Leaping lipids! Common test costs $10 to $10,000 in California

Buyers beware. Hospitals in California charged as little as $10 and as much as $10,169 for a lipid panel test, according to an analysis published Aug. 15 in BMJ Open.

Renee Y. Hsia, MD, of the University of California, San Francisco, and colleagues evaluated variation in charges for 10 common blood tests performed by hospitals in California in 2011. California requires hospitals to submit average charges for 25 outpatient procedures annually, and provides a sample list that many hospitals use. The list features the 10 blood tests, including lipid panels.  

Hsia et al analyzed the data submitted to the California system in 2011 by 166 to 189 hospitals, with the number of hospitals dependent on which of the 10 blood tests was under study. They were interested in average charges as well as hospital- and market-level characteristics that might influence pricing.

The median charge for a lipid panel was $220 with a high of $10,169 and a low of $10. It was not the only test showing significant swings. A basic metabolic panel, for instance, had a median charge of $214, but depending on the hospital, it could cost $35 or $7,303.

Hospital case mix, wage index, the competitiveness of the market, county poverty rate and percent of uninsured in the hospital’s county did not seem to effect charges in their analysis. For lipid panels, the proportion of patients on Medicaid explained some of the between-hospital variability, though.

Hsia et al acknowledged that “trickle-down” factors such as supplementary services or neighborhood characteristics that were not included in their analysis may influence charges, as well as the use of increased charges for some common services to subsidize others. Still, the findings underscore the opaqueness of pricing in healthcare.     
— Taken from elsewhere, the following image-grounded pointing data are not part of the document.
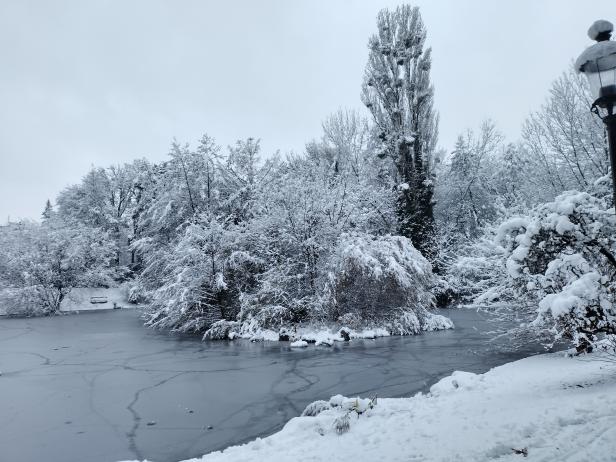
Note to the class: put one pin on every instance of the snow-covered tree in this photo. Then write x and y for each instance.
(398, 93)
(383, 280)
(565, 141)
(44, 262)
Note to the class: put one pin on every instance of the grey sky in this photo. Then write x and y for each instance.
(87, 83)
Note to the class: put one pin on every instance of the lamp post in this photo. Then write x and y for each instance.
(598, 63)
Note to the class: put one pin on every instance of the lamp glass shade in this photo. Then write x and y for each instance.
(601, 74)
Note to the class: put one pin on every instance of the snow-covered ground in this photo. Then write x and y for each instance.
(321, 334)
(550, 406)
(88, 298)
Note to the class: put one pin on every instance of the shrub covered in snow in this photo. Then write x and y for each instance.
(379, 278)
(560, 264)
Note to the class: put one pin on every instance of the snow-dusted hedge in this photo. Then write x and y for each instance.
(558, 266)
(381, 279)
(370, 286)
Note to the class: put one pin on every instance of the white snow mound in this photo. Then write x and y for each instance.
(553, 407)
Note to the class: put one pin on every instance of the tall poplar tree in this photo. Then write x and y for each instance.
(398, 93)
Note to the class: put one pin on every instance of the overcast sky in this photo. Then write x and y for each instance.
(87, 83)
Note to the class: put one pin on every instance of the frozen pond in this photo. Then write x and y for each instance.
(100, 387)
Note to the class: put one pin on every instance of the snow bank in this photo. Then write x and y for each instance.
(319, 335)
(553, 407)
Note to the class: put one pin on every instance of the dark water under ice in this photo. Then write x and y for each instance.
(101, 387)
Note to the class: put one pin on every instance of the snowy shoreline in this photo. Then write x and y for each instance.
(550, 406)
(303, 336)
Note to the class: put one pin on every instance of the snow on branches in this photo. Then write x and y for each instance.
(560, 259)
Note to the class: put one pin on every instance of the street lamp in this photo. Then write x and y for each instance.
(598, 63)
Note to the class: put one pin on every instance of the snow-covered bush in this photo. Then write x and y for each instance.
(561, 261)
(221, 330)
(42, 263)
(379, 279)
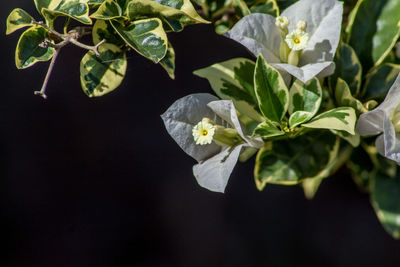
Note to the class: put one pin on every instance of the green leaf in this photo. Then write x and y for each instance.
(345, 99)
(168, 62)
(353, 140)
(101, 75)
(385, 199)
(373, 30)
(75, 9)
(283, 4)
(269, 7)
(388, 31)
(305, 100)
(379, 81)
(241, 8)
(267, 130)
(348, 68)
(271, 91)
(102, 30)
(95, 3)
(146, 36)
(290, 162)
(233, 79)
(109, 9)
(175, 13)
(29, 51)
(18, 19)
(48, 4)
(342, 119)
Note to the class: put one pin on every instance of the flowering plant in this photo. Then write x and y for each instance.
(322, 79)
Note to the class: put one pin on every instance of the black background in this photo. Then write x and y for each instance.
(98, 182)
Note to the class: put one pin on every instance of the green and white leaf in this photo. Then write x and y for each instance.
(353, 140)
(271, 91)
(267, 130)
(29, 51)
(95, 3)
(146, 36)
(109, 9)
(269, 7)
(345, 99)
(168, 62)
(385, 199)
(233, 79)
(103, 30)
(75, 9)
(102, 74)
(175, 13)
(342, 119)
(348, 68)
(290, 162)
(305, 100)
(379, 81)
(18, 19)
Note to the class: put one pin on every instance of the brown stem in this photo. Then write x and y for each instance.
(42, 91)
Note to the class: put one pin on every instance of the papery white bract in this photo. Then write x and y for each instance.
(323, 18)
(384, 119)
(215, 163)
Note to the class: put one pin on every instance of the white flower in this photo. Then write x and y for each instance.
(215, 162)
(323, 18)
(297, 40)
(282, 22)
(203, 132)
(384, 119)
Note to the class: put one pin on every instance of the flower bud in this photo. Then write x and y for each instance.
(301, 25)
(396, 122)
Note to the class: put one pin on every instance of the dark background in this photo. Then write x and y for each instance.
(98, 182)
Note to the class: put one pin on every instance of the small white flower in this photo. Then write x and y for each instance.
(203, 132)
(297, 40)
(301, 25)
(282, 22)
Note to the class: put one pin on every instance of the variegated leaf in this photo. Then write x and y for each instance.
(305, 100)
(109, 9)
(102, 74)
(176, 14)
(102, 30)
(342, 119)
(267, 130)
(29, 51)
(271, 91)
(146, 36)
(75, 9)
(233, 79)
(18, 19)
(290, 162)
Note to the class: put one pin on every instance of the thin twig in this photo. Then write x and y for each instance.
(42, 92)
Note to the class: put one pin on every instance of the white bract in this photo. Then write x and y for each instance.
(185, 119)
(321, 20)
(384, 120)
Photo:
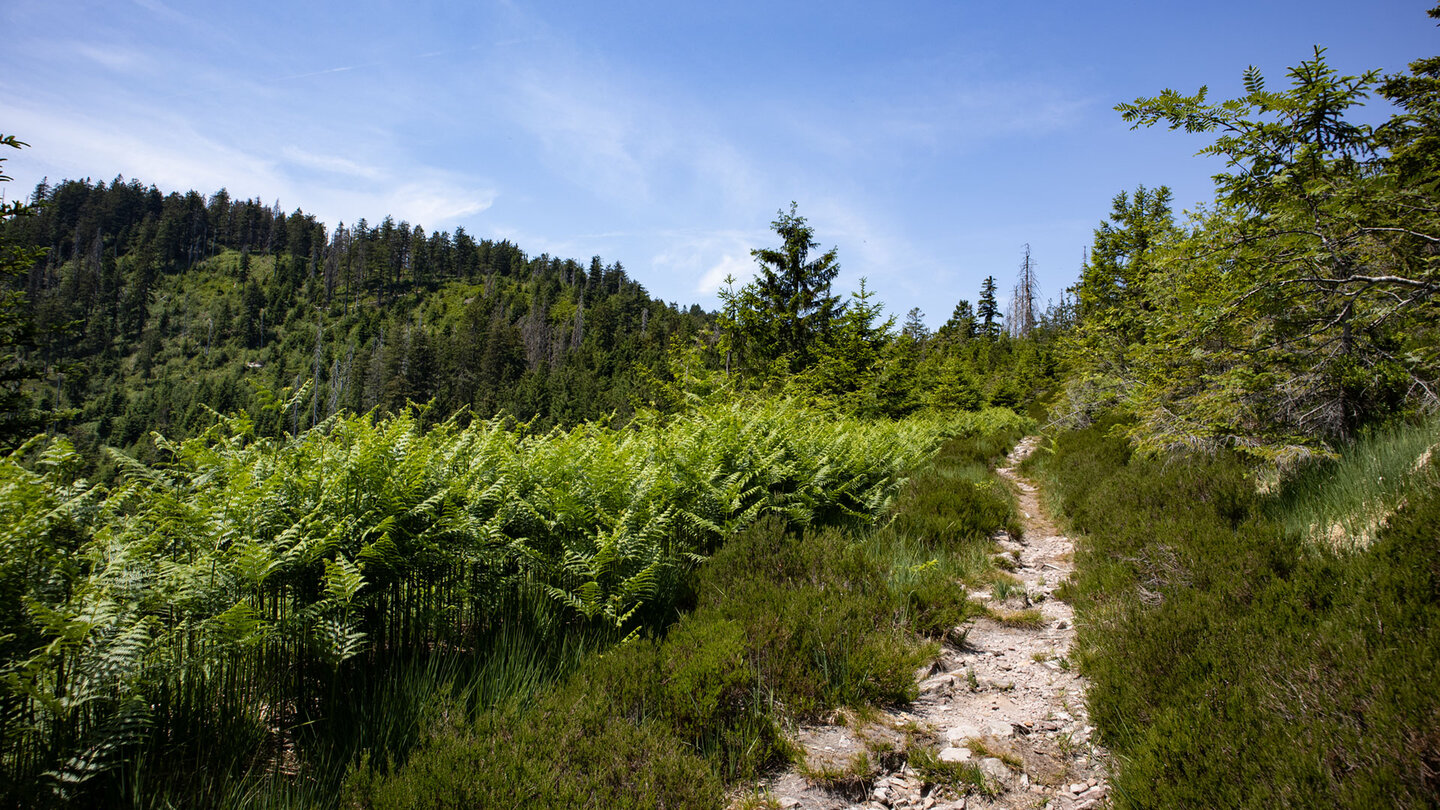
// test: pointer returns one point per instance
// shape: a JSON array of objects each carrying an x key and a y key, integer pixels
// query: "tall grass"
[
  {"x": 1233, "y": 660},
  {"x": 1344, "y": 502},
  {"x": 223, "y": 608}
]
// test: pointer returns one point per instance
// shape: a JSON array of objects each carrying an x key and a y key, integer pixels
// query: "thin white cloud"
[
  {"x": 111, "y": 56},
  {"x": 329, "y": 163}
]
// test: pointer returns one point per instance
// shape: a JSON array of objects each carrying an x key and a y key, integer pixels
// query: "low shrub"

Efforts to make patients “informed consumers” require that they have some insight on prices for procedures. “To expect patients to be rational consumers is unrealistic when the system itself is irrational,” Hsia said in a release. “There is very little that we are able to point to that explains the variation, suggesting that the variations are not predictable and therefore a sign of huge inefficiency within the healthcare pricing system.”